I'm pleased to introduce Religion and American History as a group blog, with our first permanent co-editor, Kelly Baker, a doctoral candidate at Florida State University, whose vita is here (pdf document). Kelly joins with our contributing editors John Fea and Randall Stephens. Kelly is particularly interested in print and material culture and other American Studies type topics, which nicely complements the interests of others on this blog. Kelly describes her work as follows:
My current work focuses upon the Ku Klux Klan from the 1920s as a Protestant movement, and I rely primarily on Klan print culture and material culture to show how embedded religion was in the movement. I also boldly hope to show connections between Protestantism and definitions of America in this time period. Particularly, how do faith and nation coalesce within this movement? And what does this say about the nature of nationalism?
My other scholarly interests include religion and the visual arts, which was the primary focus of my M.A. thesis, ethnography, and cultural theory. I am particularly interested in using ethnographic method in historical work to open up the worldviews of historical actors and recreate their understandings of their lives and their religious beliefs.
Welcome to Kelly Baker!! Here's her first post:
Nuns and Romance Novels: Women in American Religion
Along with Catherine Brekus, ed., The Religious History of American Women, American religious historians are turning their powers of analysis to categories of women who are underrepresented in narratives or missing altogether. Two recent books that deserve notice are Lynn S. Neal’s Romancing God: Evangelical Women and Inspirational Fiction and Amy Koehlinger’s The New Nuns: Racial Justice and Religious Reform in the 1960s.
Neal’s Romancing God explores how evangelical women relate to evangelical romance novels (yes, they exist!) and why they read them. The volume was published by University of North Carolina Press, and here’s a description from the press:
In the world of the evangelical romance novel, sex and desire are mitigated by an omnipresent third party--the divine. Thus romance is not just an encounter between lovers, but a triangle of affection: man, woman, and God. Although this literature is often disparaged by scholars and pastors alike, inspirational fiction plays a unique and important role in the religious lives of many evangelical women. In an engaging study of why women read evangelical romance novels, Lynn S. Neal interviews writers and readers of the genre and finds a complex religious piety among ordinary people.

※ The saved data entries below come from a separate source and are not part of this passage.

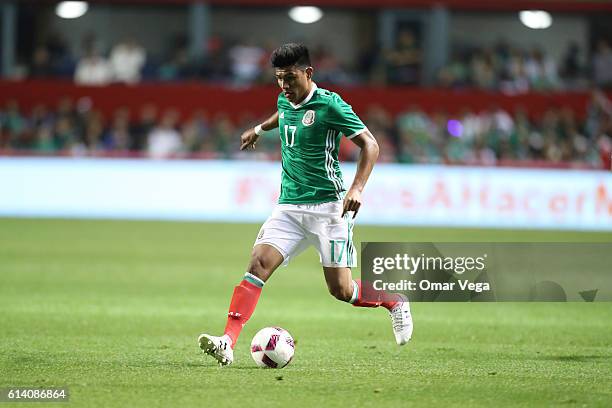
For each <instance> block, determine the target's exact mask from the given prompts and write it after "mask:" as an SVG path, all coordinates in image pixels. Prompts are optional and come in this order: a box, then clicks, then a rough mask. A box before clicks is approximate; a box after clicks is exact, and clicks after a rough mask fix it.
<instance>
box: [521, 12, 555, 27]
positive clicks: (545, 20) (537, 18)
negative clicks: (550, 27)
mask: <svg viewBox="0 0 612 408" xmlns="http://www.w3.org/2000/svg"><path fill="white" fill-rule="evenodd" d="M519 19H520V20H521V23H523V24H524V25H525V26H527V27H529V28H533V29H534V30H542V29H545V28H548V27H550V26H551V24H552V16H551V15H550V13H549V12H547V11H543V10H523V11H521V12H520V13H519Z"/></svg>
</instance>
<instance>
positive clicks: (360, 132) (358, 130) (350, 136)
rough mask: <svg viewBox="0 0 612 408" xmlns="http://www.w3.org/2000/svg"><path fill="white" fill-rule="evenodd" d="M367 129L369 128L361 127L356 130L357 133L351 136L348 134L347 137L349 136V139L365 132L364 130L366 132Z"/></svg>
mask: <svg viewBox="0 0 612 408" xmlns="http://www.w3.org/2000/svg"><path fill="white" fill-rule="evenodd" d="M366 130H368V128H363V129H359V130H358V131H356V132H355V133H353V134H352V135H350V136H346V138H347V139H352V138H354V137H355V136H357V135H360V134H362V133H363V132H365V131H366Z"/></svg>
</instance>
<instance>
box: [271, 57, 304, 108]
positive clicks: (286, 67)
mask: <svg viewBox="0 0 612 408" xmlns="http://www.w3.org/2000/svg"><path fill="white" fill-rule="evenodd" d="M274 76H275V77H276V82H277V83H278V86H280V87H281V89H282V90H283V94H284V95H285V97H286V98H287V99H288V100H289V101H290V102H293V103H298V102H300V101H301V100H302V99H304V98H305V97H306V94H307V93H308V90H309V89H310V79H311V78H312V67H308V68H298V67H296V66H295V65H293V66H290V67H283V68H276V69H275V71H274Z"/></svg>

Neal’s work highlights the lived religion of these romance novel readers to present with clarity the lives of (some) evangelical women. Koehlinger’s New Nuns also centers on the everyday religious expression of nuns. She approaches the lives of women religious in the 1960s, particularly the work of white women religious in African American communities. Harvard University Press published the volume, and the description follows:
Engaging with issues of race and justice allowed the sisters to see themselves, their vocation, and the Church in dramatically different terms. In this book, Koehlinger captures the confusion and frustration, as well as the exuberance and delight, they experienced in their new Christian mission. Their increasing autonomy and frequent critiques of institutional misogyny shaped reforms within their institute and sharpened a post-Vatican II crisis of authority.
What is fascinating about both books is the attempt to present how these women practice their religious beliefs from avid reading to teaching at historically African American colleges. This reader glimpsed how evangelical fiction affirms the values of these women and how women religious were elated and frustrated by their work. Moreover, both Neal and Koehlinger tackle historiographical issues of how these women were presented stereotypically (the nuns) or were derided (romance readers).